Mindfulness, being fully present in the moment seem to be fundamental to both passion and joy. Yet these are also an essential part of non-attachment. I aspire to living this moment utterly and with integrity, yet to be unattached to the outcome. And only by being unattached to the outcome can I inhabit this moment, for otherwise there is always at least some part of me projecting into the future and the ‘what ifs’.

The place of passion (2)

Passion, meaning, engagement, flow, now . . .

These were some of the themes I highlighted in my last post. I wonder if all or any of these are part of the essential stuff of joy?

Passion – I think there must be a kind of passion inherent in joy; that sense of intensity, what else can we call it? But I also sense that, with age, perhaps we develop an awareness of different shadings of passion.

In the context of loving partnerships we draw a distinction between the initial fire of romantic love and the deeper rootedness of enduring love. Some class only the first as ‘passion’. It seems to me limiting to see only ‘fire’ as passion.  There is just as much intensity in the depths of a still pool. Joy is inherent in both.

If I define passion in this way, then I believe it is indeed an ingredient in the experience of joy. However, I am not at this point clear whether the relationship is as cause or effect.

Meaning – It seems to me that those experiences that people cite as bringing them joy invariably carry a deep personal significance.  These include the great ‘human’ events, such as falling in love, marriage, birth. They include specific relationships – with partners, with children, with friends, with pets. Then there is the response to nature and natural beauty, to the arts, or to religious experience

We respond to those things we find ‘meaning-full’ in some way. However, when I look at all of these, what strikes me is that what underlies our joyful response is a sense of connection beyond ourselves to another being – human, animal or divine – or to nature and/or the universe.

So my question her is, is what is important connection and does our perception of meaning first require a sense of connection? In a world that is, superficially, increasingly connected yet in which at a deeper level there is anomie and rootlessness, this would explain the lack of a clear sense of and capacity for joy.

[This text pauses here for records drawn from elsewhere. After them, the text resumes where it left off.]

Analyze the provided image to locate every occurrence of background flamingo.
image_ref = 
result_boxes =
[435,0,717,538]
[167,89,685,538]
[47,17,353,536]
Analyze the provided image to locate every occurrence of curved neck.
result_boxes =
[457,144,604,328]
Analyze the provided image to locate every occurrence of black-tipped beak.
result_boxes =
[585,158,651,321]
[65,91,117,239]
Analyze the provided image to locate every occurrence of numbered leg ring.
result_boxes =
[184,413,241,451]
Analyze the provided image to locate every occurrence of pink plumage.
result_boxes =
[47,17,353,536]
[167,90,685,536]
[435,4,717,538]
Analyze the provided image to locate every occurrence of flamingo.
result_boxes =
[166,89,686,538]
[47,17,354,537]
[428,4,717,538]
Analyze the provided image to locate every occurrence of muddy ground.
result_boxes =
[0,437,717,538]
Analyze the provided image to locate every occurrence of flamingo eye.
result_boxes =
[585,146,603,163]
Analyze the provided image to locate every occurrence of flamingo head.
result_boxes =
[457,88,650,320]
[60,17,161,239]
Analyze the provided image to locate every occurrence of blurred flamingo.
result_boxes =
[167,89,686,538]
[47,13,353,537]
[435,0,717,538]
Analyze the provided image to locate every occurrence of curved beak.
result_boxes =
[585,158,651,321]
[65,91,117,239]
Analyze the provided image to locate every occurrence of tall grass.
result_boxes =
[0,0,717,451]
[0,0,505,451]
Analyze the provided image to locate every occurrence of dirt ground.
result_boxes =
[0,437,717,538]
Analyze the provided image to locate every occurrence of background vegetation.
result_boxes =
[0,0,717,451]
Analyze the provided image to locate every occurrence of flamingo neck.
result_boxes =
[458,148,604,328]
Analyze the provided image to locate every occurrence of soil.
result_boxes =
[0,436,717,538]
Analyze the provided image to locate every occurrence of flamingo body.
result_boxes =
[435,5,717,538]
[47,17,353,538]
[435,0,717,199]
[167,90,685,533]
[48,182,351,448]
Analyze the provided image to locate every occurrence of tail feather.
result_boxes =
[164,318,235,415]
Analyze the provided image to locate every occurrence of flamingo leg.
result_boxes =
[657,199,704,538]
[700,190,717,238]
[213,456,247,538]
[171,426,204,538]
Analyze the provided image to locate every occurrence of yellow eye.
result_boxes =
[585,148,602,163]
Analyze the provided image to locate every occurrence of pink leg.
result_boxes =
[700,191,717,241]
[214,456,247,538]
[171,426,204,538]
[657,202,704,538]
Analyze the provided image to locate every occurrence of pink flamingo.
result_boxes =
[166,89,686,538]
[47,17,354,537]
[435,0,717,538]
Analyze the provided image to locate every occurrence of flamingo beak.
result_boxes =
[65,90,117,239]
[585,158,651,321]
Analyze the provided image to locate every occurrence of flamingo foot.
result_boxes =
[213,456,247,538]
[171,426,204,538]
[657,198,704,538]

Engagement, flow and ‘nowness’ – I think it is almost impossible to experience joy unless you are fully present. Therefore it this trio seem increasingly to be pre-conditions for cultivating a capacity for joy.

The place of passion

Should we ‘follow our passion’? Should we ‘bring passion’ to everything we do?  Where does this idea of passion fit into our experience of and creation of joy?

I find myself caught between these two positions, not sure which is the truer path or whether there is a middle way.

My experience and observation suggest that, in ‘following our passion’, there can be great satisfaction, richness and intensity; however, this may also be seductive. That very intensity can become one more addictive ‘high’, increasingly compulsive and often ego-driven.

Instead of leading us to fulfilment, our talents and passions may thus easily become our curse. I know that sometimes, when I face in this direction, I become caught up in a sense of being ‘driven’ to achieve an end.  I am not convinced that this ultimately leads me towards peace or joy. Perhaps there is a fine line between passion and obsession.  One’s passions can bring one utterly into the moment, yet they can also become the stuff of illusion, drawing us to some elusive ‘goal’ that deflects us from experiencing the now.

Maybe it really is the case that it’s not what you do but the way that you do it that matters. I am beginning to realise that I find it much simpler to remain grounded and non-attached when I am not over-invested in what I do. Instead, if I try to bring my passion for life and sense of joy to the task in hand, whatever it may be, to imbue it with all the dimensions that my experience allows me to bring to it, I seem to find a rich vein of transformation. The focus is not on the doing, but on the ‘being within the doing’. Flow and engagement are essentially qualities of being, not of achievement.

Perhaps passion, in this context, is essentially a quality of authenticity, which itself must be built on a clarity as to one’s sense of meaning or higher purpose.